Riddle-me-Ree

Riddle-me-Ree


What does the kettle whistle
to the grandfather clock
and why does its pendulum
call the kettle black?

A chime in time saves the cuckoo
just before it flies before our eyes …
and in August, fly it must.

Does anyone know how thyme
tells the time and whether or not
the dandelion clock
will learn how and when to chime?

Deep in a Gower Cave,
a woolly rhinoceros weaves
a web of time
on his mother’s knitting needles.

Beside him, in the rock,
a neolithic clock is fast asleep.
Was it Bill Haley put that rock
around the clock?

“You’ll never know,”
rings the sea-bell
tolling on its tidal surge,
“and I don’t have the urge to tell.”

Commentary:

Moo loves a riddle – that is why he fills his paintings with some many strange half people and animals that look out and King Lear at you. Mad as a hatter, is our Moo, especially when he’s feeling Moo-dy Blue. Moo is visually strange and now he is encouraging me to be verbally strange. So I took up the gauntlet, accepted the challenge, and road Nexus, my old dobbin, down to the end of the jousting lists, up with my lance and shield, and off I go.
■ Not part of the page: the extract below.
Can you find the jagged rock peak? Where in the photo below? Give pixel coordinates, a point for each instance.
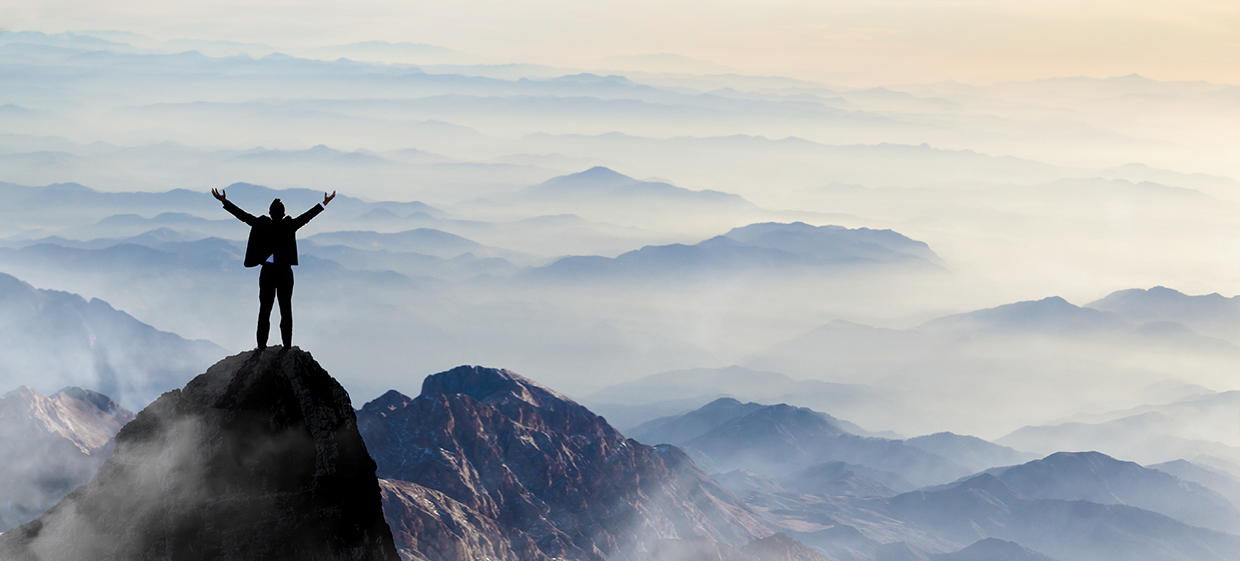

Luckily Moo doesn’t know what I am talking about and he doesn’t have a dobbin anyway, let alone a lance. So, there he is, sitting on the sidelines, flicking paint at me with his paint brush. “The brush is mightier than the last,” he said. “Here’s mud in your eye!” And he must have been to PEI, because the mud was all red.

Alas, the Field Marshal thought I was bleeding, so he waved the white handkerchief and told me to leave the field of combat before PEI was swept away and vanished under a tide of big red mud along with Bud the Spud. And that made Stompin’ Tom stomping mad. “He might at least have used ketchup,” he cried, “because ketchup loves potatoes.” I found out, a lot later, that he had actually betted some money on me and was furious because he lost it.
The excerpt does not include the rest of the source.